OLD FAITHFUL TRESPASSING-SENTENCE
2 men banned from park for years for walking on Old Faithful
MAMMOTH HOT SPRINGS, Wyo. (AP) — Two men who pleaded guilty to trespassing on the cone of Old Faithful Geyser in Yellowstone National Park last fall were sentenced to 10 days in jail and have been banned from the park for five years. Park employees and other witnesses saw two people on the geyser on Sept. 10 taking photos with their cellphones. At least one witness shared photos with park rangers, who cited the two defendants. Park officials said the ground in hydrothermal areas is fragile and thin and there is scalding water just below the surface.

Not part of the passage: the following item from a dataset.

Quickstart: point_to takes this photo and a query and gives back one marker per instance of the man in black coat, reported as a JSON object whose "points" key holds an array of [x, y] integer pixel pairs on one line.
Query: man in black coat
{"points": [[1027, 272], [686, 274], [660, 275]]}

GRAND TETON-MOUNTAIN GOATS
Foul weather postpones helicopter goat shoot in Grand Teton
JACKSON, Wyo. (AP) — Foul weather has postponed plans to kill nonnative mountain goats in Grand Teton National Park. Park officials closed a large area of the Teton Range to the public this week so that hunters could shoot goats by helicopter without endangering people on the ground. Park officials now say snow and poor visibility are postponing those plans. Grand Teton spokeswoman Denise Germann says another attempt could take place in late January or early February. Mountain goats aren't native to the park and biologists worry the 100 or more goats could spread disease to native bighorn sheep.
COAL CLOSURES-TRI STATE
Tri-State to close coal facilities in Colorado, New Mexico
DENVER (AP) — Tri-State Generation and Transmission Association plans to close two of its coal-fired power plants and a coal mine in Colorado and New Mexico. The utility plans to close the Escalante Station in New Mexico by the end of this year. It also plans to close two units at the Craig Station plant in Craig, Colorado, and its operation at the Colowyo Mine in northwest Colorado by 2030. The closures will affect about 600 employees. That includes more than 100 workers in a rural area of New Mexico, where state and local officials began scrambling Thursday to identify options for replacing the lost jobs.